ACFO chairman Julie Jenner comments on the 2012 Budget Statement.
“Future changes in company car tax rates and capital allowances will drive fleet managers and drivers into lower emission cars at a faster rate,” she said.
“The Government’s decision to tighten company car tax rates by one percentage point up to the end of the 2014/15 tax year and then by two percentage points in 2015-16 and 2016-17 means that the lowest CO2 emitting vehicles will find their way on to fleet choice lists in a bid to keep tax bills in check.
“Similarly, far-reaching changes in capital allowance rates from April 2013 will have a similar impact with 130 g/km of CO2 becoming the de facto benchmark for company cars instead of the current level of 160 g/km.
“Additionally, the Chancellor’s decision not to extend 100% first year capital allowances on low emission cars to leased models may well see some fleets reconsider their options in relation to these vehicles.
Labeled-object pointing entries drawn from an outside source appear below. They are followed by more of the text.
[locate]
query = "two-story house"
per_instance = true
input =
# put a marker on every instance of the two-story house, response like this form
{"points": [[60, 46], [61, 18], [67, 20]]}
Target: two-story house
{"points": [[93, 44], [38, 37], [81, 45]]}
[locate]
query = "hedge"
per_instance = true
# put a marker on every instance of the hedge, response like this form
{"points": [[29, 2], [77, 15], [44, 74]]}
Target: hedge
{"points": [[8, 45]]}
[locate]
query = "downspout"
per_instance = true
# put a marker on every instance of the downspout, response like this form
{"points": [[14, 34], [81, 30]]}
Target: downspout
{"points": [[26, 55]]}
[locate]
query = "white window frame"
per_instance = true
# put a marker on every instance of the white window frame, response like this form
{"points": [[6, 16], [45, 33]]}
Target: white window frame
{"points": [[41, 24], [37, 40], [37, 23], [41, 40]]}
However, detailed financial modelling will have to be undertaken to calculate the impact of such changes.”
“Finally, we welcome the Chancellor’s decision to remove the 3% diesel supplement on benefit-in-kind tax from April 2016, which is something that ACFO has been campaigning for many years.”
“ACFO is disappointed that the Chancellor has decided to press ahead with the August 1, 2012 3.02p per litre rise in fuel duty.
“ACFO had called for the duty increase not to go ahead as, with fuel prices already at record levels, the rise will further impact on business costs.”